Updates Fridays

Frictionless. Gears.

Seriously, I’m not making this up. They don’t have teeth, they interact with each other entirely though their magnetic fields. And that’s just the beginning.

For those of you who decided not to watch the video, the short version is that a company called Correlated Magnetics Research has figured out how to “print” a magnet with a customized (i.e. designed) magnetic field. They call them “programmable magnets.”

Creating frictionless gears is just one of the many applications of this technology. The possibilities are pretty much endless. We’re talking new methods of construction on every scale, from engines to furniture to computers to…heck, I’m having trouble thinking of ANYTHING this couldn’t effect. Cars? Sure. Building construction? Yeah, probably. Elevators? I don’t see why not. SPACESHIPS? We really don’t have to go there to make this cool, but okay, let’s throw it on the list.

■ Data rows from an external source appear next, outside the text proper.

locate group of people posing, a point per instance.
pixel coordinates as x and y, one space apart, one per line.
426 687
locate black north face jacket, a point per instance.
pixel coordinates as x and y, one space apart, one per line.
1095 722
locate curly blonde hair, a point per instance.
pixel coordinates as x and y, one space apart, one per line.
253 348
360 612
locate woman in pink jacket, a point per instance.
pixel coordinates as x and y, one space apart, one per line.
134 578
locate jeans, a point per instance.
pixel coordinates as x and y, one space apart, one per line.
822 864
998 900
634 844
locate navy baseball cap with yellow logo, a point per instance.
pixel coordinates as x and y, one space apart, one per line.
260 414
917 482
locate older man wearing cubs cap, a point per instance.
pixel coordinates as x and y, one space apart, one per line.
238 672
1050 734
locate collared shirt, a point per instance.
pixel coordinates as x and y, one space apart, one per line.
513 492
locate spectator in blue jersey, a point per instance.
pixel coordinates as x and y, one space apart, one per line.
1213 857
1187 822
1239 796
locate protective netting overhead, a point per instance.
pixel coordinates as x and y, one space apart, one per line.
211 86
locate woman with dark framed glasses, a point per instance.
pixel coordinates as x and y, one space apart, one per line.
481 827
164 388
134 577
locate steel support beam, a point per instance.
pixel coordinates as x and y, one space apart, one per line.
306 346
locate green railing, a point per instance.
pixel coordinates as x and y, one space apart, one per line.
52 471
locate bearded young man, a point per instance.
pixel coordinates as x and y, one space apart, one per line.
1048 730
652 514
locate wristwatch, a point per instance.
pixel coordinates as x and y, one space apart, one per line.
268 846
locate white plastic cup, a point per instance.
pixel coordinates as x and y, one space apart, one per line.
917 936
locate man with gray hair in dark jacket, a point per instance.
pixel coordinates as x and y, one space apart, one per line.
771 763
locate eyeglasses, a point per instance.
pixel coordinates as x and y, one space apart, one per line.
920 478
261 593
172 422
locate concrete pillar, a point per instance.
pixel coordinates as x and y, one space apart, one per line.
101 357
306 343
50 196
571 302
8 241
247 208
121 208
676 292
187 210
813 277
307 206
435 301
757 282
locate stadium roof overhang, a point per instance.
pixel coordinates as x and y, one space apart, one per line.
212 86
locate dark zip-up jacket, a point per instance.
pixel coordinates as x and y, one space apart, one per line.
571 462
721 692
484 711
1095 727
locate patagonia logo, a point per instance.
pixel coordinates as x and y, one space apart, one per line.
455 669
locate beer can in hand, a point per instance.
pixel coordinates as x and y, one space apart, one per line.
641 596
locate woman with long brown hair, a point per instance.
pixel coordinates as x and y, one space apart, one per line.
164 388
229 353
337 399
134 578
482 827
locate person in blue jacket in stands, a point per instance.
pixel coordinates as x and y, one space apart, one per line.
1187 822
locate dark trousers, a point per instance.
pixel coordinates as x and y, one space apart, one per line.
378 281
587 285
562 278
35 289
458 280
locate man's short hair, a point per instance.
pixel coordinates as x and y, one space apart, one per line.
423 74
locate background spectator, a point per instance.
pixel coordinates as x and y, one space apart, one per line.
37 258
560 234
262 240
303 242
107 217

I’m not an engineer, but I’m having a seriously hard time thinking of a technological development in the field of engineering that was this huge since we figured out standardized parts. I mean seriously, this is game changing.

Normally this is the point in the post where I would start talking about all the science fiction technology that will now be possible because of this innovation. Unfortunately, I can’t think of a single example. BECAUSE THIS IS TOO CRAZY EVEN FOR FICTION! I mean, seriously, frictionless gears? Who would believe that?

The applications of this technology are only limited by people’s imagination. And the company who’s invented this technology knows that. CMR is doing something really smart, and trying to reach out to as many third party developers as possible and working with them to develop new applications for their licensed technology. They want people to come be creative with what they have made possible. Rather then limiting the use of the technology to a single field, they are trying to get it out there, to let people invent. And I say good for them, that’s a seriously smart way to go about handling such a major innovation.

So what is there even to say about this, really? Well…I don’t know. I’m left pretty much speechless. This is going to be one of those developments that future generations of kids learn about at school. But for now, all I can really do is sit back and wait to see what happens as this technology finds its place in the world. One thing I know for sure: given time, people will come up with applications for this technology far more creative and imaginative then I could make up in a hundred years of writing sci-fi.

Because reality really is stranger and more wonderful than fiction.